Een exploitant van een windpark belooft een omwonende tijdens een huisbezoek een vergoeding van € 2.500 per jaar vanwege overlast. De voorwaarden bij die vergoeding worden later aan de man bekendgemaakt. De man vindt dat deze voorwaarden voor hem niet gelden, omdat hem mondeling een onvoorwaardelijke vergoeding is beloofd. Hij vraagt de rechtbank Midden-Nederland dat voor recht te verklaren. Ook vordert hij een vergoeding van € 2.500 over het jaar 2023. De man vangt echter bot.

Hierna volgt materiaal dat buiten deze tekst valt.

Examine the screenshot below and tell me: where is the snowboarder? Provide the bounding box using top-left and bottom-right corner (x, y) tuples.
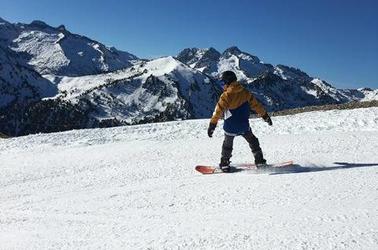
(207, 71), (272, 172)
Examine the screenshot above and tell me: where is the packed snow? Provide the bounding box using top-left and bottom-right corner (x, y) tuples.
(0, 108), (378, 249)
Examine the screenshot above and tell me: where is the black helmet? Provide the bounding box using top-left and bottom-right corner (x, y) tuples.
(222, 71), (237, 84)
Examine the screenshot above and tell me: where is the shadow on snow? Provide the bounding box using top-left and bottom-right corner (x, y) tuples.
(270, 162), (378, 175)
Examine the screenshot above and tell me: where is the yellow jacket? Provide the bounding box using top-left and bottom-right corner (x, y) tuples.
(210, 82), (266, 124)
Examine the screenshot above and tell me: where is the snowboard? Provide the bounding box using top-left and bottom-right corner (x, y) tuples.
(195, 161), (293, 174)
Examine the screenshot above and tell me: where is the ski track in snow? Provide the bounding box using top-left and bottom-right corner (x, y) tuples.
(0, 108), (378, 249)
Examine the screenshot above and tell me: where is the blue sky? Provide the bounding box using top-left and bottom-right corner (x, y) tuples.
(0, 0), (378, 88)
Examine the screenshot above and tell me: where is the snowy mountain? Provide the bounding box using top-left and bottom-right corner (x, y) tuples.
(0, 19), (377, 135)
(0, 107), (378, 249)
(0, 20), (138, 76)
(177, 47), (376, 111)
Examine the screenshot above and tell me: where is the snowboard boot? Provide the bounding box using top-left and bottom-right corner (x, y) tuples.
(219, 157), (231, 173)
(253, 151), (268, 168)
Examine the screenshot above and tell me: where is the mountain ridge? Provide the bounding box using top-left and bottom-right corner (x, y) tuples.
(0, 19), (377, 135)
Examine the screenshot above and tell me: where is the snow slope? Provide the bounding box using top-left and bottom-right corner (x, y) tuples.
(0, 108), (378, 249)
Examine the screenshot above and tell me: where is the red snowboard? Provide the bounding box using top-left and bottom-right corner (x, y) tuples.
(196, 161), (293, 174)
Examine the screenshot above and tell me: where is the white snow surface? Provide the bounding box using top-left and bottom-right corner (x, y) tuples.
(0, 108), (378, 249)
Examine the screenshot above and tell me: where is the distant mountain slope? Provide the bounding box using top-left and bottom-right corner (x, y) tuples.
(0, 20), (138, 76)
(0, 18), (378, 135)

Een man woont in de omgeving van een windpark. Eén van de windmolens staat op minder dan 1200 meter afstand van zijn woning. Het bedrijf dat het windpark exploiteert heeft bij een huisbezoek tegen de man gezegd dat hij jaarlijks een vergoeding van € 2.500 ontvangt vanaf het moment dat het windpark in gebruik wordt genomen. Later wordt hem een overeenkomst gestuurd met de voorwaarden waaronder die vergoeding wordt toegekend. De man ondertekent de overeenkomst niet. Daarom wil de exploitant het bedrag ook niet betalen aan de man. Reden voor de man zich te wenden tot de rechtbank Midden-Nederland. Volgens hem heeft hij onvoorwaardelijk recht op een jaarlijkse vergoeding van € 2.500.
Onvoorwaardelijk
De rechtbank bekijkt naar aanleiding van dat verzoek wat de man en de exploitant op basis van de omstandigheden van elkaar mochten verwachten. Volgens de man heeft de exploitant hem onvoorwaardelijk toegezegd dat de exploitant hem jaarlijks € 2.500 zal betalen. Dat onderbouwt hij door te stellen dat de exploitant tijdens het huisbezoek niet over voorwaarden heeft gesproken, waardoor hij erop mocht vertrouwen dat er dus geen voorwaarden aan die toezegging werden gesteld.
Voorwaarden
Dit is naar het oordeel van de rechtbank echter onvoldoende om aan te nemen dat er aan de betaling van de vergoeding geen enkele voorwaarde zou zijn verbonden. De man en de exploitant zijn het erover eens dat de vergoeding wordt betaald ter compensatie van eventuele hinder of overlast van het windpark. Daarom is ook te verwachten dat er enkele voorwaarden zijn, voordat iemand daadwerkelijk recht heeft op de vergoeding, zo vindt de rechtbank. Het gaat dan bijvoorbeeld om de voorwaarde dat iemand omwonende is binnen een bepaalde afstand tot de windmolen, dat de windmolen in bedrijf is of voorwaarden aan de hand van de vraag wanneer de vergoeding niet meer verschuldigd is, bijvoorbeeld als de exploitant stopt.
Afwijzing
Dit betekent volgens de rechtbank dat – ook al is daar misschien niet met zoveel woorden over gesproken – de man wel degelijk met enkele voorwaarden rekening heeft moeten houden. Sterker nog, zoals hij tijdens de zitting heeft erkend, heeft hij daar ook daadwerkelijk rekening mee gehouden. Omdat de man aan zijn vordering tot betaling van de vergoeding geen enkele voorwaarde verbindt, kan die vordering niet worden toegewezen, aldus de rechtbank.